Assim, a busca da verdade real tem servido como uma espécie de curinga no jogo processual. É a carta que autoriza o juiz a deixar de ser juiz (terceiro imparcial) mesmo que por alguns instantes, para exercer a iniciativa probatória e, ao final, sentenciar. Não há o jogo processual como propõe Rosa, nem o palco processual de Scarance. É, por assim dizer, o jogo das cartas marcadas.

O devido processo penal rezinga por atuação de um juiz imparcial e “se o juiz não consegue suspender seus pré-juízos, ele não pode (e não deve) ser juiz. Ele pode odiar ou amar algo. Mas na hora da decisão isto deve ficar suspenso (uma epoché). Isso se chama de responsabilidade política. Democracia é isso. Caso contrário, meus direitos dependerão da boa vontade do juiz. E, repito a frase (que não é minha, é do Agostinho Ramalho): Deus me livre da bondade dos bons”.

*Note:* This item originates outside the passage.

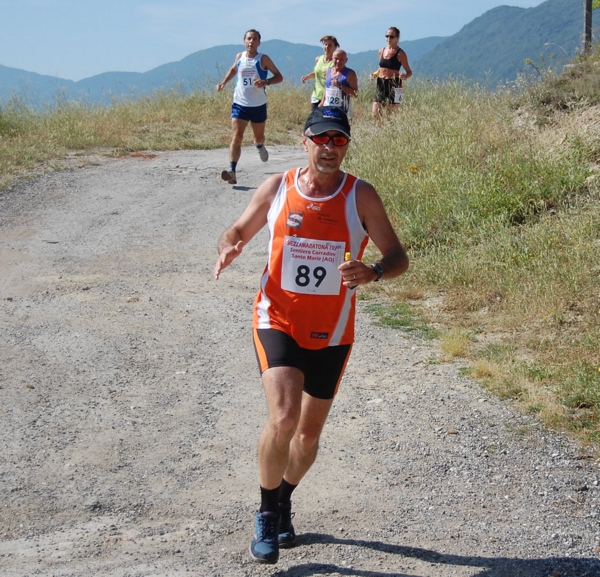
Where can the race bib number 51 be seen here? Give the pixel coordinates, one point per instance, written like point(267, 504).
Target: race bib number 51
point(310, 266)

Daí porque o processo penal não pode ser diminuído a um mero instrumento legitimador do exercício do ius puniendi, como perdurou ao longo de séculos. Tem ele, em sentido oposto, o papel de limitar a atuação do Estado, evitando abusos, corrigindo excessos e preservando direitos. Para Martins (2013, p. 100), que vê o processo penal enquanto defraudador da expectativa de sangue da sociedade, “para ser devido e legal, tem [ele, o processo] todo o interesse em desligar a sua função dos atuais quadros de expectativas. Será essa uma das suas maiores glórias: pedirem-lhe sangue e ele oferecer contraditório”.

No filme italiano Rosso Como il Cielo, um garoto de apenas dez anos, ao tentar alcançar uma espingarda que ficava no alto da parede da cozinha, desequilibra-se do banco, cai juntamente com a arma — que dispara de forma acidental. Em razão da pólvora, Mirco perde quase que totalmente a visão, sendo desafiado pelo destino a mudar radicalmente seu modo de vida.

Assim como Mirco, temos um grande desafio pela frente: que é justamente mudar nossa forma de ver as coisas. A diferença é que Mirco foi vítima de uma fatalidade, mas mesmo assim não se furtou da realidade, revelando seu notável talento para ouvir e reproduzir sons; já nós podemos enfrentar o desafio do processo penal de viés constitucional, respeitando as regras do jogo — que pressupõe tratar de forma igualitária os atores da cena processual, sem vantagens, para que se estabeleça a boa dialética na construção da decisão judicial (verdade processual) ou seguirmos incorrendo numa eterna cegueira, que também pode ser taxada de bondade (dos bons), ignorância, negligência, vingança ou satisfação pessoal do julgador ou de toda sociedade, mas não poderá jamais levar o nome de Processo Penal Democrático.

 

 

 

 

Autor: Eduardo Samoel Fonseca é advogado, especialista em Ciências Criminais pela PUC Minas e em Direito Penal pela Universidade de Salamanca – Espanha. É presidente da Comissão de Direito Penal e Processo Penal da OAB-SP – Subseção Penha de França.